It’s an itchy work which finds some pace and momentum about eight minutes in when it decides to act as a Can tribute piece: that it holds you is testament to its inherent confidence.
It’s an itchy work which finds some pace and momentum about eight minutes in when it decides to act as a Can tribute piece: that it holds you is testament to its inherent confidence.

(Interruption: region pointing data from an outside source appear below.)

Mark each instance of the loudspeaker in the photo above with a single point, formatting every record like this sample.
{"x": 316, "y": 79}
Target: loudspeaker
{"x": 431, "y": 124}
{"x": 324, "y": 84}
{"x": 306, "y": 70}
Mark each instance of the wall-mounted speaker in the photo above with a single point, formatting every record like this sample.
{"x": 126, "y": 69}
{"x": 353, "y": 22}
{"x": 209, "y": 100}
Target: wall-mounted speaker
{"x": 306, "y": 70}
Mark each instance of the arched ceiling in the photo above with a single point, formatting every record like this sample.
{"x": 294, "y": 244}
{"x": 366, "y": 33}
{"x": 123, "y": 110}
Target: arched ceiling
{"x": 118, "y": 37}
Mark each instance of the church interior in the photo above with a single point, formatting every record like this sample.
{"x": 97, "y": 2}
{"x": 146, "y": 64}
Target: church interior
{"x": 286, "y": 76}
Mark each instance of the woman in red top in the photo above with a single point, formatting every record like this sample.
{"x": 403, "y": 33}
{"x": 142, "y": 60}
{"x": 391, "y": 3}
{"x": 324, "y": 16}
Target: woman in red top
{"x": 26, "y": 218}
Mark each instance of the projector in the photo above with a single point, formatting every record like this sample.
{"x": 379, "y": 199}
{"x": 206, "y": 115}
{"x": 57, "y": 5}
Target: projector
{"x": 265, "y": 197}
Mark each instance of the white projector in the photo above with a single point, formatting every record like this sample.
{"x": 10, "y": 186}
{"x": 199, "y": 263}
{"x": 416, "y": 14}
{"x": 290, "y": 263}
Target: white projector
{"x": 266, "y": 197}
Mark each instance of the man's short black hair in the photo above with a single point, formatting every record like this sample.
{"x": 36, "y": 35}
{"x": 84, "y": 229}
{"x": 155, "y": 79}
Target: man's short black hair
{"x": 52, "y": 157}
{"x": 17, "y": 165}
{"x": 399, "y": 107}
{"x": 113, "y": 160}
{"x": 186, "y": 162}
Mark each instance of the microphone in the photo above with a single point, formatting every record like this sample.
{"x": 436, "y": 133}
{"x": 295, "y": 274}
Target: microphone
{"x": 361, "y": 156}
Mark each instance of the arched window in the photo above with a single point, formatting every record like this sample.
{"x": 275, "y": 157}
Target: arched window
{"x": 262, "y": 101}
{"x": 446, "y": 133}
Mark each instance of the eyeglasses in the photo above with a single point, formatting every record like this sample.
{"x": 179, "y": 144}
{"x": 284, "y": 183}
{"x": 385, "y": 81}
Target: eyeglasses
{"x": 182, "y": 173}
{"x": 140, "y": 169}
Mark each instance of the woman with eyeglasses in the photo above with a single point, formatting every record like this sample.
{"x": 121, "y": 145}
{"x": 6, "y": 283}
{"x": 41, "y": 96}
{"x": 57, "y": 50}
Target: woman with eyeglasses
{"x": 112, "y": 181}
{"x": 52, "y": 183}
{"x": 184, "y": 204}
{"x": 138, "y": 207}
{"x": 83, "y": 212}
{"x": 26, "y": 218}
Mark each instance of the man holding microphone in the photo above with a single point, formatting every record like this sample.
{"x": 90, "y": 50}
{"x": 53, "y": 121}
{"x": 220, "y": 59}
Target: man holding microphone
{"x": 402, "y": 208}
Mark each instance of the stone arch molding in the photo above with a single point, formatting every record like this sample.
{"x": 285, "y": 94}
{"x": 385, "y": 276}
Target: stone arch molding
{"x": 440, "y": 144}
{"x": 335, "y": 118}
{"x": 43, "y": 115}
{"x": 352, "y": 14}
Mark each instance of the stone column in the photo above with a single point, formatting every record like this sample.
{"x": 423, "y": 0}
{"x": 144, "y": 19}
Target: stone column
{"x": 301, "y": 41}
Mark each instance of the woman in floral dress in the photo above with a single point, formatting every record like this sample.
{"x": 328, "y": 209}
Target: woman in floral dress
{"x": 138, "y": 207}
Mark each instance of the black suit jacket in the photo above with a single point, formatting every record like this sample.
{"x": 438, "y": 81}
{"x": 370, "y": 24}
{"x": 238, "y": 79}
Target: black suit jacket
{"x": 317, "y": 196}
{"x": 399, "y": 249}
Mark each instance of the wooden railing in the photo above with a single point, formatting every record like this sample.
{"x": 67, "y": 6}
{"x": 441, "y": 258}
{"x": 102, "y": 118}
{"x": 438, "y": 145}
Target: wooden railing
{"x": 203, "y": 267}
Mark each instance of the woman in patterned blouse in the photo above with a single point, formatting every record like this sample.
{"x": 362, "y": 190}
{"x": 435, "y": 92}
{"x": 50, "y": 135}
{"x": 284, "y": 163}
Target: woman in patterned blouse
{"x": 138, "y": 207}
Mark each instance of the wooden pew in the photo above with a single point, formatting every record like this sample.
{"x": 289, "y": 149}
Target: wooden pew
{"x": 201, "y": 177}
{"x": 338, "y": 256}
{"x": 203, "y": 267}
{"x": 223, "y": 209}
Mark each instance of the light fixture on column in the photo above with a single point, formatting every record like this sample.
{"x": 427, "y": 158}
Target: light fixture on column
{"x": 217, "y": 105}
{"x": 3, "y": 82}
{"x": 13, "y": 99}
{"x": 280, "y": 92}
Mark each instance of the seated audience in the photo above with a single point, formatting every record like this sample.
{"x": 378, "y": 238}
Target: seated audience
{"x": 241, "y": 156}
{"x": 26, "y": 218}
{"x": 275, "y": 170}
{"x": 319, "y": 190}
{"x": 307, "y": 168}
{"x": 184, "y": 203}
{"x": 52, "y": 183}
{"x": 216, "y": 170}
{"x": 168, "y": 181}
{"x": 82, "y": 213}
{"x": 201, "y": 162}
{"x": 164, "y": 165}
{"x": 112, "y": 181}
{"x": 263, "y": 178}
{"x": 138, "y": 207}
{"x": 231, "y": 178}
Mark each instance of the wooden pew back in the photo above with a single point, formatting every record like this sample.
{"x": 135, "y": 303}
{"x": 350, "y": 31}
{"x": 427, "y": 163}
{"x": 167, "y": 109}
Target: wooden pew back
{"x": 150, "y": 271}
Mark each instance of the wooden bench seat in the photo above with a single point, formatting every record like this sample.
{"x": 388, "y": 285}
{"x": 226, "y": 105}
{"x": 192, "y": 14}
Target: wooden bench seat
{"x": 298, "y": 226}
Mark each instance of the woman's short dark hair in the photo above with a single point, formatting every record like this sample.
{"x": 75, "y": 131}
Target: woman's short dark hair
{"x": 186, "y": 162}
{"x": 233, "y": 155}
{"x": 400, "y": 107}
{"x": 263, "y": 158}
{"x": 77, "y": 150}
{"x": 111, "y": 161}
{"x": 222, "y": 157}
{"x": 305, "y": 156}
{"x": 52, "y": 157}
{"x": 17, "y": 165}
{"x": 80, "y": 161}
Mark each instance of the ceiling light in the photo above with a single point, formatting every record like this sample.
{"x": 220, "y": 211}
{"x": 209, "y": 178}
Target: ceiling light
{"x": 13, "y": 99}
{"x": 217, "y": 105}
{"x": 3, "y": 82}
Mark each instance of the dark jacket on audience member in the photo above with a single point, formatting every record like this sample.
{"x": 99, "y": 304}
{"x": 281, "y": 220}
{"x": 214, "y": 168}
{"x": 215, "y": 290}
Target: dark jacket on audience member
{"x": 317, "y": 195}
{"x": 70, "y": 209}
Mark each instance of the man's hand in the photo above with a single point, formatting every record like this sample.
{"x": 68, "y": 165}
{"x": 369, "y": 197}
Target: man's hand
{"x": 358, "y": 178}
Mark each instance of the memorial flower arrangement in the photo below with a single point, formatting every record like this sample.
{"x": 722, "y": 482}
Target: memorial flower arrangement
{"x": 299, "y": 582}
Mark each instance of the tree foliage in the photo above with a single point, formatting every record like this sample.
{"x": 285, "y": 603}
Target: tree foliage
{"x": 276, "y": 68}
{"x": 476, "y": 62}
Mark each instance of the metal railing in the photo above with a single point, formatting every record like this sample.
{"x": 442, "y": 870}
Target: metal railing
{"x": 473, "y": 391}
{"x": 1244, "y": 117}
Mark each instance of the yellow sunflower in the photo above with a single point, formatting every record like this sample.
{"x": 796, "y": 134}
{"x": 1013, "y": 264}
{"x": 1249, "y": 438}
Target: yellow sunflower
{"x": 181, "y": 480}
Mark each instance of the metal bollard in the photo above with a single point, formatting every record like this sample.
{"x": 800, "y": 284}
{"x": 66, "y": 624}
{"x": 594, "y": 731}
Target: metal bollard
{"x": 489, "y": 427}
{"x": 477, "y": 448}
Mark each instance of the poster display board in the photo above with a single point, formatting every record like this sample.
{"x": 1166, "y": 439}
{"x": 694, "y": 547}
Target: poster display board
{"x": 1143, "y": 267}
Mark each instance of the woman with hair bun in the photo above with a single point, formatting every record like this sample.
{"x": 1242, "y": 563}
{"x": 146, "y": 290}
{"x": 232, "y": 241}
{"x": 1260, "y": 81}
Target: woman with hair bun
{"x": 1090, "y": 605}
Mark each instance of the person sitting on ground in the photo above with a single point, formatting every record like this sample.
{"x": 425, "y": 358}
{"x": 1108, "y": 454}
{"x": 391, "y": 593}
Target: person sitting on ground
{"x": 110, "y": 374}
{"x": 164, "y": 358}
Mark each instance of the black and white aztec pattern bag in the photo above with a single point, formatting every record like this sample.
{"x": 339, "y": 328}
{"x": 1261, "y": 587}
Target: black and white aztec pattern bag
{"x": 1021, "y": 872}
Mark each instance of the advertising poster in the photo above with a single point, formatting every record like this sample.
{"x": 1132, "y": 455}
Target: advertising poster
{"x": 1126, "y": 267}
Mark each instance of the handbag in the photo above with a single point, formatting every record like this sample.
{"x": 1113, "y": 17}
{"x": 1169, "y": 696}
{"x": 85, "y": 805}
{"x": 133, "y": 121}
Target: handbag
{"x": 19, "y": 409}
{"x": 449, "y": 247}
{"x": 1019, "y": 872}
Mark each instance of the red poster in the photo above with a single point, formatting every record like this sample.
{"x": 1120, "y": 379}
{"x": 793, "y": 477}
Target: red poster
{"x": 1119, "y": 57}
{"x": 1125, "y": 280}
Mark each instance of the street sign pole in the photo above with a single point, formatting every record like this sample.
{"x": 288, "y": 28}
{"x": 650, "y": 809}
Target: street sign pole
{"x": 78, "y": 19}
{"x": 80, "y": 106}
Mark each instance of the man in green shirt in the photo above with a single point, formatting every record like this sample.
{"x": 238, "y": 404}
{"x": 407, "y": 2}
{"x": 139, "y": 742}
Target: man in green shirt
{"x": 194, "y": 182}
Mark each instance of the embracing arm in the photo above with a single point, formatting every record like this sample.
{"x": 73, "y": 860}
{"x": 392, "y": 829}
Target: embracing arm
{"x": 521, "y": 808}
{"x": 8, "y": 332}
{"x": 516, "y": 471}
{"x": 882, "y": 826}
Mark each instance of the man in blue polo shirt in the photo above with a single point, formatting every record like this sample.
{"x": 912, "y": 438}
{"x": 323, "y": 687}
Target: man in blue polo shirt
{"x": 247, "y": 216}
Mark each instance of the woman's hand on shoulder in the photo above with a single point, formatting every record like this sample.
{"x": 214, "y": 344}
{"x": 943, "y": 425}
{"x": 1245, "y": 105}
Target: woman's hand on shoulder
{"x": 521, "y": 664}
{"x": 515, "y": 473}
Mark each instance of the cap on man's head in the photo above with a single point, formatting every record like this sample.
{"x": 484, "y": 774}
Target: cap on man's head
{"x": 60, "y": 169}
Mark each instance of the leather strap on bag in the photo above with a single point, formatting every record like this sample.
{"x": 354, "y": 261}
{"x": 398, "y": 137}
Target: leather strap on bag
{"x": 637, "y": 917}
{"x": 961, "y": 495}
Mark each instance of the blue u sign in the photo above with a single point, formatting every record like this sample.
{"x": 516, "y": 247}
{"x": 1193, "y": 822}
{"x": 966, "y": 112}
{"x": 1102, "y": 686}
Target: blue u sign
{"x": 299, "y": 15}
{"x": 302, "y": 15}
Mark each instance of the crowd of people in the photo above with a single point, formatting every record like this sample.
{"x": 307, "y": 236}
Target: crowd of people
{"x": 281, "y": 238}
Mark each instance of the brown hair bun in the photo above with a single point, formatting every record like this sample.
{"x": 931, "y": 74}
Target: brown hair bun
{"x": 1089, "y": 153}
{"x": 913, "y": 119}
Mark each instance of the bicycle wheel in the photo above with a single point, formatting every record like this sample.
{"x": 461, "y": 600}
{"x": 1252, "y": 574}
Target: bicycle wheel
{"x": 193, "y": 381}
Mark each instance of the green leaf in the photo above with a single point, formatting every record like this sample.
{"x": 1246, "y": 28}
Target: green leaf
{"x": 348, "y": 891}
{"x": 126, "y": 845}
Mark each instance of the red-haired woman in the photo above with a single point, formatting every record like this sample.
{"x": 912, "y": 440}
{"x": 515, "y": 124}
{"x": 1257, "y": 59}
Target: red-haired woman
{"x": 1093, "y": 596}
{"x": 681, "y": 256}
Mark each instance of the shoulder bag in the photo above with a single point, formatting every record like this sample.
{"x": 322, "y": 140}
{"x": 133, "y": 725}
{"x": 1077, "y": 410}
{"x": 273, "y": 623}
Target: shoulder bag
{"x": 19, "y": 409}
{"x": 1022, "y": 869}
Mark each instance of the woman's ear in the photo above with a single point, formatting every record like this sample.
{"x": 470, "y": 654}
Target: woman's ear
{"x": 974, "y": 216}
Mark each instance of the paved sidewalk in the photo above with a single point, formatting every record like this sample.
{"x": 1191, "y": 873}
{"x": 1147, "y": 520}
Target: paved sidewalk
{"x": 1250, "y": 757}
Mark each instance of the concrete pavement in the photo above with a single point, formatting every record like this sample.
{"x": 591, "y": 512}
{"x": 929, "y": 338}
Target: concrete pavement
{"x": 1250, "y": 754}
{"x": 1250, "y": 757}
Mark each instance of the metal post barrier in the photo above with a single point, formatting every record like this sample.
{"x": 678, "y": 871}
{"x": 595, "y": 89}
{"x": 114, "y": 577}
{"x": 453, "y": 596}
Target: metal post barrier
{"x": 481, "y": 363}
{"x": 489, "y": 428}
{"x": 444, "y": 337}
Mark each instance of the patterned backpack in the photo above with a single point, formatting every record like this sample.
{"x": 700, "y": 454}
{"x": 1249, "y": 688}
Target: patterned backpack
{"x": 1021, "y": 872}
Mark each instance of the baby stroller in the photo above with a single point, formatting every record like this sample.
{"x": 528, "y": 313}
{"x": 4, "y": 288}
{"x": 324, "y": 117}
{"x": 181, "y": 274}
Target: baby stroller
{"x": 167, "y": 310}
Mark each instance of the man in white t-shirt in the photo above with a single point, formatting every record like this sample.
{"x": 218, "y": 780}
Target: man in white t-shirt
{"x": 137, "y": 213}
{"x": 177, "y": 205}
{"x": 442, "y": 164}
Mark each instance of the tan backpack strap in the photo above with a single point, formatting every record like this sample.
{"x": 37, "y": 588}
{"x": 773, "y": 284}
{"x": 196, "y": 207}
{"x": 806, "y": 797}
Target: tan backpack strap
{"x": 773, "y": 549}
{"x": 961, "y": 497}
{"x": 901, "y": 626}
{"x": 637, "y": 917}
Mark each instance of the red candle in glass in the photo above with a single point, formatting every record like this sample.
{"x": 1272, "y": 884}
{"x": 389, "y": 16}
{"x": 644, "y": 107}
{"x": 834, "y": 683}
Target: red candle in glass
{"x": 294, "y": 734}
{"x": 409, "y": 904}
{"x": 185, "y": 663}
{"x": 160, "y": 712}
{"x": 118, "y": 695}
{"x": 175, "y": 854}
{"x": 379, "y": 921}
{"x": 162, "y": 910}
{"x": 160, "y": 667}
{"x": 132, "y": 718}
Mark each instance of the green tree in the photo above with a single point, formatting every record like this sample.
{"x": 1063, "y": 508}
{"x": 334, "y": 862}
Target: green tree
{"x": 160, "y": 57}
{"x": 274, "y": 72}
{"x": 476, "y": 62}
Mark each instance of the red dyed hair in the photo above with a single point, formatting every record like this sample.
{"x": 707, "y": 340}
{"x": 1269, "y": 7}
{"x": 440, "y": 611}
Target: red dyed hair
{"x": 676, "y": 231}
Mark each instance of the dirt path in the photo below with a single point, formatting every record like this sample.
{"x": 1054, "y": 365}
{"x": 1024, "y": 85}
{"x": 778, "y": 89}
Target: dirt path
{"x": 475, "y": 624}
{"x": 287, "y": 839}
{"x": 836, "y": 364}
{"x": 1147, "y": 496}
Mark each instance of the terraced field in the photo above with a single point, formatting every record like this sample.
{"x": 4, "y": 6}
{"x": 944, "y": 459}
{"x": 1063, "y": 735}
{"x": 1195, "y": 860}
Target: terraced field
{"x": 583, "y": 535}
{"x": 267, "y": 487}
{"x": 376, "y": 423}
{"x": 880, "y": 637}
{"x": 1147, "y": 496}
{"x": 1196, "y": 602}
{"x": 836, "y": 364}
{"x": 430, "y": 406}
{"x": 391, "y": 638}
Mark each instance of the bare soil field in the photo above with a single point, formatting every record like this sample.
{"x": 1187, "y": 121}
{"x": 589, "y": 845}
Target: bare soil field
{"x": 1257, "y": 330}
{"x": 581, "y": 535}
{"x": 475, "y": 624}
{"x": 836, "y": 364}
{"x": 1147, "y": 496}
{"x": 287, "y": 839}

A fine EP this; a set of urban grooves covering many disciplines and ideas – Snorkel’s looseness is evidently their strength, if their music can be put through such a sonic prism. The One Long Conundrum EP – especially the first track – has a certain similarity to the gigantic headspace Julian Cope was occupying when he released the first Rite LP. But whereas Cope’s work was restless and pressing this record feels more grounded and its fidgeting is more cerebral, more playful – used more as a ploy to keep the listener on their toes rather than an expression of any worldview.
The opening track is killer and in some ways acts as a sort of anchor for the rest of the EP: One Long Conundrum is a slow cooked mix of blaring, bleeping, metallic sound set against some precise, unobtrusive percussion. It’s an itchy work which finds some pace and momentum about eight minutes in when it decides to act as a Can tribute piece: that it holds you is testament to its inherent confidence.
There are a number of changes of style and – inevitable with a remix record really, but everything is well paced, playful and thoughtfully balanced. Wet Tongue sees rude blurts set against some spacey electronics, sounding a bit like a Studio G freak out from about 1972. It’s a track that just hangs around in the room like some primordial echo. And the jazzy, groovy and soulful Dead Skin – by Crewdson – has a charming looseness about it. It’s a lazy thing, relying on some daft vocal distortions and the fitful contributions of bass and brass to prop it up, but it’s the sort of track you could happily sun yourself in the park to. The ending’s lovely and messy with a whole bunch of indeterminate electronic spare parts meeting up and having a chinwag of sorts. By contrast Robert Logan’s Stop Machine is a restless, glitchy set of electronic squiggles and edits that is incredibly stentorian; the music has a concrete, intensely urban edge to it that which becomes almost symphonic by the end, there’s a brilliant hint of melody just before the tail out which leaves you wanting more. Loophole make the sort of baroque, widescreen statement more in keeping with a David Holmes piece, it ends all rather suddenly which is a shame but probably in keeping with the ideas that no track should rest on its laurels.
So a remarkable listen all round, highly recommended.